I wrote this last night and knew that I needed to let it stew before I hit publish. I needed time to figure out IF I would hit publish. I woke up this morning sure that I would not. I always go back and forth about whether or not to publish posts like this. Ultimately I feel like everybody has crap to deal with and most people don’t like to feel alone in their crap. I want people to know they are not alone with whatever thoughts are going through their head. I will not be the one to tell you things like “God doesn’t give you more than you can handle” or “There’s a reason for everything”. I actually hate those 2 sayings. Some times things suck. But sometimes, if you’re lucky, you can still find a bright spot.
The question was right there in front of me and I sat looking at the cursor trying to figure out how to tell Facebook what was on my mind. I came up with “Looking fwd to the weekend.” True, but so lame.
I took a shower and stood under the water thinking … What really is on my mind? Right this moment?
I am stressed out a lot of the time but I’m really good at masking it.

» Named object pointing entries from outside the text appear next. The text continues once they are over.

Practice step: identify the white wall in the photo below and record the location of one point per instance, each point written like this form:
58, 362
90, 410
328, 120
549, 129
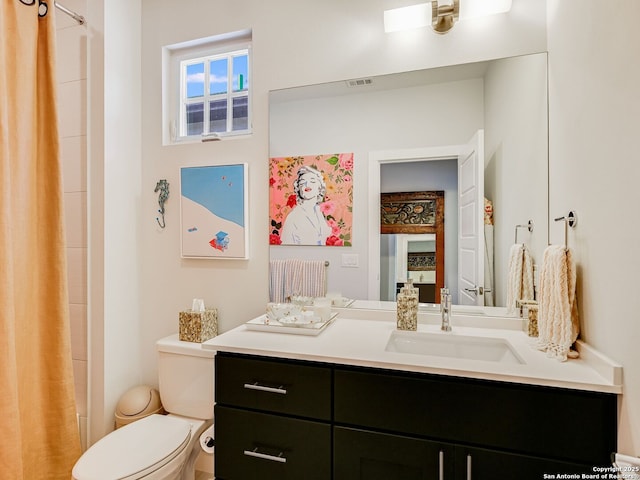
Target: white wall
516, 152
594, 169
114, 177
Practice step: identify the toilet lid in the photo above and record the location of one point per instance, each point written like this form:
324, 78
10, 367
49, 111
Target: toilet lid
135, 449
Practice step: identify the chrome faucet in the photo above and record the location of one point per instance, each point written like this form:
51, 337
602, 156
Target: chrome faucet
445, 309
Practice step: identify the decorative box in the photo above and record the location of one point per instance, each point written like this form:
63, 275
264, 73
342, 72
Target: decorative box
198, 327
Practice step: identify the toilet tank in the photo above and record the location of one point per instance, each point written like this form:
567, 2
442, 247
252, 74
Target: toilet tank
185, 377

I constantly worry about how our family is going to manage. But somehow we always do.
I have by no means lived a charmed life. I have had a lot of tough breaks and I’ve had my fair share of issues. Some of them I undoubtedly brought on myself and some of them were out of my control.
I have had to figure out a lot of things on my own. I have not been happy about that but I have done it and I feel strong.
Right now, my Grandad is not well and I’m sad about that. Really sad.
I have a shitty father and a mother who is not really like a mother. She’s more like a friend – but not a best friend.
I’m worried about some awkward moments that are definitely in my future. I don’t like that I’m thinking about them at all.
In my lifetime, I have been so very fortunate.
In my 35 years, I have not had to deal with much death or sickness. In fact, only one person that I have loved deeply has passed away. I have never been physically abused or sexually violated. I haven’t had any personal encounters with addiction or eating disorders. I am pro-choice but I have never had to make that choice. I have good friends who have been there for me since I was 5 years old. I needed them then and I lean on them now. Since I turned 16, I have always had a job. I have somewhere warm to sleep and my children are not hungry.
Even on our worst days with ADHD and Autism – I have had a husband to help me. A husband that I know loves me.
I always know that once the day is over (no matter how tough the day was) my children will go to sleep and they will stay asleep all night; so I will get a chance to re-charge.
Our worst days are someone elses everyday.
So yeah Facebook … that’s what’s on my mind.
And I’m looking forward to the weekend.